3

I'm following this guide on detecting anomalies using autoencoders. The section titled "Normalising & Standardising" seems to be describing normalization in terms of scaling and shifting the features to be centered around 0 with a standard deviation of 1. But the implementation in the pipeline is using sklearn.preprocessing.Normalizer, which, if I understand correctly, is the l2 vector norm that scales your features to have a l2 norm of 1.

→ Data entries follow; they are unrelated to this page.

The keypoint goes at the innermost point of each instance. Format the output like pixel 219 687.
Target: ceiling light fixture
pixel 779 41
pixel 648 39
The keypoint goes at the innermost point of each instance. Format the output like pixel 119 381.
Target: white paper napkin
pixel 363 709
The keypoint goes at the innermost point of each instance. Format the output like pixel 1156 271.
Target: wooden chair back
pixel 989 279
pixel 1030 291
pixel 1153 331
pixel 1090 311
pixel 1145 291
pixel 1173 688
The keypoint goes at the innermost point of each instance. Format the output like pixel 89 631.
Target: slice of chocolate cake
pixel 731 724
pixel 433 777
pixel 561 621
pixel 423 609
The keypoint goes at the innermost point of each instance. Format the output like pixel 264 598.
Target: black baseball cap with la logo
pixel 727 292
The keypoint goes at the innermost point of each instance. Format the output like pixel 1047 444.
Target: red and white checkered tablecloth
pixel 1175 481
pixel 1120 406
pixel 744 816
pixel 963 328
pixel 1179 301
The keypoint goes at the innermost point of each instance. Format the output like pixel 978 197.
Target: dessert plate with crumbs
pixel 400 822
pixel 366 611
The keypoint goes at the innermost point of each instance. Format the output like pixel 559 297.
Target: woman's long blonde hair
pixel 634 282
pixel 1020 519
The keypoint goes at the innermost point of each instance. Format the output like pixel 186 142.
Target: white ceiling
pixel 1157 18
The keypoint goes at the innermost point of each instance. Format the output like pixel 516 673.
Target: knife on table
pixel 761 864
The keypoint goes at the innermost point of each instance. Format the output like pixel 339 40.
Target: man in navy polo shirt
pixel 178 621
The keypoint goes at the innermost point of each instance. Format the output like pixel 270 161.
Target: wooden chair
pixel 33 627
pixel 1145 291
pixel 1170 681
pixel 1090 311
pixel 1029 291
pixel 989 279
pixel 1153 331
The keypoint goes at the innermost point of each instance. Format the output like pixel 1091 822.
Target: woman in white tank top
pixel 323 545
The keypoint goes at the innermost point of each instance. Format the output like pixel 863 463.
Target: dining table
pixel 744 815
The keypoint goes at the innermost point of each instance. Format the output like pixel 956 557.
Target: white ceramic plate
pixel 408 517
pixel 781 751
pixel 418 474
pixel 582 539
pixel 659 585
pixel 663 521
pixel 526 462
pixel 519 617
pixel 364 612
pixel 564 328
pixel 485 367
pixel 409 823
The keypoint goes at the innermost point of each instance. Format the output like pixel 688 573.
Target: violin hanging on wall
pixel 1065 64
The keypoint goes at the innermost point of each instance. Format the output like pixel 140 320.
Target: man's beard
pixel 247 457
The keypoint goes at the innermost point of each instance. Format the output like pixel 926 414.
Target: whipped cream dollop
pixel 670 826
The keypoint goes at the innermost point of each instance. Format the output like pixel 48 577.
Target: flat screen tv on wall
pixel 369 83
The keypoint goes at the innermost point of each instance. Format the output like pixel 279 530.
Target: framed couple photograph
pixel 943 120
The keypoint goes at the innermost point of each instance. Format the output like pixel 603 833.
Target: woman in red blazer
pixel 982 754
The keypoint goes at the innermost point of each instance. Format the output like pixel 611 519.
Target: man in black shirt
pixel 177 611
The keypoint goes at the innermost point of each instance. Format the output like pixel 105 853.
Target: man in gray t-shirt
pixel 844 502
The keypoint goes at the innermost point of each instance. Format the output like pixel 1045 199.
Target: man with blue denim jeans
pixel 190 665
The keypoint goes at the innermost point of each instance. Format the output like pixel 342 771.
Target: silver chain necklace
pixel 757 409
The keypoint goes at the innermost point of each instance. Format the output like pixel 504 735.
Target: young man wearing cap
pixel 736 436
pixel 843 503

Are these two somehow the same? Are there different "normalization" methods? If so, what should be used when?

Sycorax
  • 90,934
bli00
  • 143

1 Answers1

4

The Kaggle post describes a different procedure than the code carries out. What the author is trying (but not succeeding) to say is that preconditioning can improve gradient-based optimization. Here's an answer that explains this in a more precise way. https://stats.stackexchange.com/a/437848/22311

Suppose we have some matrix $X$ where the rows store observations (examples) and the columns store features (the measurements you collect for each example).

sklearn.preprocessing.Normalizer rescales the feature vector for each observation. So if an observation $i$ has feature vector $x_i$, then after applying sklearn.preprocessing.Normalizer, we have $\| x_i \|=1 ~ \forall i$. In other words, all of the rows for $X$ have the same length. This is why all of the data points fall along a clean curve in the sklearn plot: all of the plotted points are the same distance from the origin.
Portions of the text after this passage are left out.